American potter and teacher

Mary Nyburg (July 10, 1918 — April 5, 2006) was an American potter known for creating functional pottery and her involvement in the American Craft scene.

==Biography==
Nyburg née Cooper was born July 10, 1918 in Dixfield, Maine. She attended the University of Maine. She married Robert Nyburg and moved to Baltimore, Maryland where she began her career in ceramics. From 1977 through the early 1980's Nyburg participated in the Fair at Baltimore.

In 1980 Nyburg was made a Fellow of the Council by the American Craft Council. In 1988, after the death of her husband, she moved to Deer Isle, Maine. The National Museum of Women in the Arts gave Nyburg a Lifetime Achievement Award in 1993.
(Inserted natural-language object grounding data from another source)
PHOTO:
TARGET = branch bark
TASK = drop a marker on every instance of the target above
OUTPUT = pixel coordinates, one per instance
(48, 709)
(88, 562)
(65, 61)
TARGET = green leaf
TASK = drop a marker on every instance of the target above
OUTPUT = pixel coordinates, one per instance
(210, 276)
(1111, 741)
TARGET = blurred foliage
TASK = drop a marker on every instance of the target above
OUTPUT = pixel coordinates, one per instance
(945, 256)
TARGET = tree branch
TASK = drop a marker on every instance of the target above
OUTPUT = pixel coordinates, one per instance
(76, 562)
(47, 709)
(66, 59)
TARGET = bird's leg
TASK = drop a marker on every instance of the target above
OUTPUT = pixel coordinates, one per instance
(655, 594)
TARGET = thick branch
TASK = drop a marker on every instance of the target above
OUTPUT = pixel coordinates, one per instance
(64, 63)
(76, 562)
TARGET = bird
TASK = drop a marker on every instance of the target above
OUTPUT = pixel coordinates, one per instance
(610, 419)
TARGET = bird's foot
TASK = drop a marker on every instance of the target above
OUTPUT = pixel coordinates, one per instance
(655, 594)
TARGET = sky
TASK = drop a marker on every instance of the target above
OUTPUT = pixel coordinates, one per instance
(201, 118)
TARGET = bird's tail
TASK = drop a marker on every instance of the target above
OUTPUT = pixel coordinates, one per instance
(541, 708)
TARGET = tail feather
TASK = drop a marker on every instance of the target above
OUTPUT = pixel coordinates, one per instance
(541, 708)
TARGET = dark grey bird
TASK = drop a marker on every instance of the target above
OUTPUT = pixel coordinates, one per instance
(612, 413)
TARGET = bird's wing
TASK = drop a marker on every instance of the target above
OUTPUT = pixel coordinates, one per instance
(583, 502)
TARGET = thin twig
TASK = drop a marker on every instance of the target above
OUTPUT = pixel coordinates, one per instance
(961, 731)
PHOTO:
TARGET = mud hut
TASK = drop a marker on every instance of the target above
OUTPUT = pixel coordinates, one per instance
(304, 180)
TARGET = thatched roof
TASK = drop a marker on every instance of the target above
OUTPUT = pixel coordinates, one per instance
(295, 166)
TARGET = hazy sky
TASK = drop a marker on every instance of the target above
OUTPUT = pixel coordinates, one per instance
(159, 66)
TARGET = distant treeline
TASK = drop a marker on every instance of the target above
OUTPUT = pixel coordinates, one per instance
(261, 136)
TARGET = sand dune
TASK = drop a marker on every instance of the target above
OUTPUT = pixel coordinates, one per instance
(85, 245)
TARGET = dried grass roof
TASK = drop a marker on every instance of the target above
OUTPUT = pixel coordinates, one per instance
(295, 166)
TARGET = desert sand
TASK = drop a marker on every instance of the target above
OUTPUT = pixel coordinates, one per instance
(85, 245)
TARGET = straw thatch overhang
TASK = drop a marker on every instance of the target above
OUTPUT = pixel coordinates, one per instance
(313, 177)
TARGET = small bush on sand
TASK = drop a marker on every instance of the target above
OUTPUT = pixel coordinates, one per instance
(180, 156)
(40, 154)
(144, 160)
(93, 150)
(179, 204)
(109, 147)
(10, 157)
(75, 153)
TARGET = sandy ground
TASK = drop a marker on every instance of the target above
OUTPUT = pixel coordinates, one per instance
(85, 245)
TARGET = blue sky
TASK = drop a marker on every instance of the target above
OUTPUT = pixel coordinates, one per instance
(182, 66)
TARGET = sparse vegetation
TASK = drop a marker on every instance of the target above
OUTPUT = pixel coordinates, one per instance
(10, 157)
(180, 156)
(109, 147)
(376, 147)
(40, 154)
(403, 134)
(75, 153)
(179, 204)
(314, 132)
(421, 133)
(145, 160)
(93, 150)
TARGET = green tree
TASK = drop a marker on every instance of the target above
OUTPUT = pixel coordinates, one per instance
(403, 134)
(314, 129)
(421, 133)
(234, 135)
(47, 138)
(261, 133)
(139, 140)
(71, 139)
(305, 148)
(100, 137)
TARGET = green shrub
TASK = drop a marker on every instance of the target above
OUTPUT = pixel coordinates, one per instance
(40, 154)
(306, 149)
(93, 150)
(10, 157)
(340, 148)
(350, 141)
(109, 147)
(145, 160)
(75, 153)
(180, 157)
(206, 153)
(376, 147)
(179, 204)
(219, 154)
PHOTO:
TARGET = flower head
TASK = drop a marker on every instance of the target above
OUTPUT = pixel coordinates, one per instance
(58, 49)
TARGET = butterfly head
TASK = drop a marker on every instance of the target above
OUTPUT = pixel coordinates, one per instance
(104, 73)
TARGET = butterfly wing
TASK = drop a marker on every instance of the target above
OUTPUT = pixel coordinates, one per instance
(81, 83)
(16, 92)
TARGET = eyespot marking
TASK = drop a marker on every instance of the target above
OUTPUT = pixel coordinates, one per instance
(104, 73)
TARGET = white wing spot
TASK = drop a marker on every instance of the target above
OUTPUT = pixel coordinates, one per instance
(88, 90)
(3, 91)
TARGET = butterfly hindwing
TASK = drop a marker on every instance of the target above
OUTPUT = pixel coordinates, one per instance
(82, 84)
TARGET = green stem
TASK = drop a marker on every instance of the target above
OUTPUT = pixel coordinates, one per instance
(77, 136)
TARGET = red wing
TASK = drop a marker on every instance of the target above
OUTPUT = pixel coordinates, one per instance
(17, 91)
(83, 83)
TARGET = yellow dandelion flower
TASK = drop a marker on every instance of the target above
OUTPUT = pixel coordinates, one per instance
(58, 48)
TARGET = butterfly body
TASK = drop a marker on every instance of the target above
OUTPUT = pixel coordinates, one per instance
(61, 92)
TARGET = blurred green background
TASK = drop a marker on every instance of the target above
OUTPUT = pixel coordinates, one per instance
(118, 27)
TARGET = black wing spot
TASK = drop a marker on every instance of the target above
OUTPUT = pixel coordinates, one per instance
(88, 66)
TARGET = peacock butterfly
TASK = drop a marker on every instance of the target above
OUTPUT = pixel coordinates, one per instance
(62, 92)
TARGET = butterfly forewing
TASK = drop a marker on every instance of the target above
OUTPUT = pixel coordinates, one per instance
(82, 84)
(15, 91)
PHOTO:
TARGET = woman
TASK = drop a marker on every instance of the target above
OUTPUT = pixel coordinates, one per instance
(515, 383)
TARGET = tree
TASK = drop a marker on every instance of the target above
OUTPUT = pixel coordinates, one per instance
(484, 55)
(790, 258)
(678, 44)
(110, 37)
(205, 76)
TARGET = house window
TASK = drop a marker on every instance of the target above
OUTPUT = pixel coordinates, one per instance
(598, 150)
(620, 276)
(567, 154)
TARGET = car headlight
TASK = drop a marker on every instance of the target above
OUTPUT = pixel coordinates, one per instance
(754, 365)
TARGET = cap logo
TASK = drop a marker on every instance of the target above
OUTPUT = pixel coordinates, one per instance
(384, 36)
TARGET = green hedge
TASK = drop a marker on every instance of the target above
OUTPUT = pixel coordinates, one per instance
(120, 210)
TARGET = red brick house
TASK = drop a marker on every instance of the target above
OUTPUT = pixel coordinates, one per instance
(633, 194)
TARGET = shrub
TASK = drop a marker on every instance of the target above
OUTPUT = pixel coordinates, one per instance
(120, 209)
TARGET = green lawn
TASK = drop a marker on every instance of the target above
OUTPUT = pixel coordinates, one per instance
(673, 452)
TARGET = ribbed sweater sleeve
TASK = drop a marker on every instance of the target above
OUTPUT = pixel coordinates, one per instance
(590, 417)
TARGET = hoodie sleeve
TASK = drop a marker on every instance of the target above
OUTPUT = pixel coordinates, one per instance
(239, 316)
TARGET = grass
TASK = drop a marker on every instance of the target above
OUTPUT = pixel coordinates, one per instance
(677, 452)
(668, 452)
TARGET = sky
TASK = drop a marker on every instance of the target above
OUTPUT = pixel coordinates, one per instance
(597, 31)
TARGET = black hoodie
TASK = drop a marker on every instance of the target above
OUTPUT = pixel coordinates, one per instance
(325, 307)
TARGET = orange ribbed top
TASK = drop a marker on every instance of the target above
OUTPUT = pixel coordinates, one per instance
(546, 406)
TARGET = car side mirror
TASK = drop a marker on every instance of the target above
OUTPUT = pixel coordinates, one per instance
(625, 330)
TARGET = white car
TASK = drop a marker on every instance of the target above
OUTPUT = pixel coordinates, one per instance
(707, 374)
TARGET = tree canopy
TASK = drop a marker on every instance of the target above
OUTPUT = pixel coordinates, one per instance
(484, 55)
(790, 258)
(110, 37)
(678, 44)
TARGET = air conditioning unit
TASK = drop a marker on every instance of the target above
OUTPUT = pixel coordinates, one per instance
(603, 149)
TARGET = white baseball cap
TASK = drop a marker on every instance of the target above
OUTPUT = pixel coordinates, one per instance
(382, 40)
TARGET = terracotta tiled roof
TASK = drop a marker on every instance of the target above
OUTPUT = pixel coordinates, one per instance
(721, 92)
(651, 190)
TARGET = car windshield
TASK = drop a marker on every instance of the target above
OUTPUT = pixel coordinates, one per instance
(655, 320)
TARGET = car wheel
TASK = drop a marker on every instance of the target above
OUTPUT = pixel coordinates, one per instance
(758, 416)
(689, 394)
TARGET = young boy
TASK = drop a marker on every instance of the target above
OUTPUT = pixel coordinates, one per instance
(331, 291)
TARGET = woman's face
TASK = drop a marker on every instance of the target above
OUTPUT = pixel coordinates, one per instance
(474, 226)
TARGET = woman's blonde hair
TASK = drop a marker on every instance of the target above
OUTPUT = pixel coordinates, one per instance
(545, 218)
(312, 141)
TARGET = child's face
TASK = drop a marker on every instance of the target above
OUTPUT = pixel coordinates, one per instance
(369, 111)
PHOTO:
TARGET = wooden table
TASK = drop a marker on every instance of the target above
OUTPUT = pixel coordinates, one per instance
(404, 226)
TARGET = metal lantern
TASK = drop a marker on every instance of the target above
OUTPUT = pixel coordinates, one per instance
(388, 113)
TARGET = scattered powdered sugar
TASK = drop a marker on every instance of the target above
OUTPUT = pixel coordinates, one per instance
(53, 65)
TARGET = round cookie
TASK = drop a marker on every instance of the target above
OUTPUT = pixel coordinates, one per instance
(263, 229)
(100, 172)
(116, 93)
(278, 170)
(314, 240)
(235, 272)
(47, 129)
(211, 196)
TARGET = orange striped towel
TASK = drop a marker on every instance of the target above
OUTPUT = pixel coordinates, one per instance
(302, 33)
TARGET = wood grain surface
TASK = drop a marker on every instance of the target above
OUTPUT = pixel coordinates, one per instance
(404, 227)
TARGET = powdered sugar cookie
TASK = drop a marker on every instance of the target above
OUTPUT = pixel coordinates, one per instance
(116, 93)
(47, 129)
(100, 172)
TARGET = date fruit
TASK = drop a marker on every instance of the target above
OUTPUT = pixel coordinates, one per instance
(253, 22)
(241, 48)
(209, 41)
Nyburg was a founding member of American Craft Enterprises and served on the boards of the American Craft Council and the Maryland Craft Council. For a time, she was on the school board of trustees, including as president from 1983 to 1987, for the Haystack Mountain School of Crafts. She was also served on the board of directors of Baltimore Clayworks. She died on April 5, 2006, in Fredericksburg, Texas.

Her work is in the Delaware Art Museum. In 2007 Baltimore Clayworks established the Mary E. Nyburg Fund for Artist Development which is an annual stipend for ceramicists.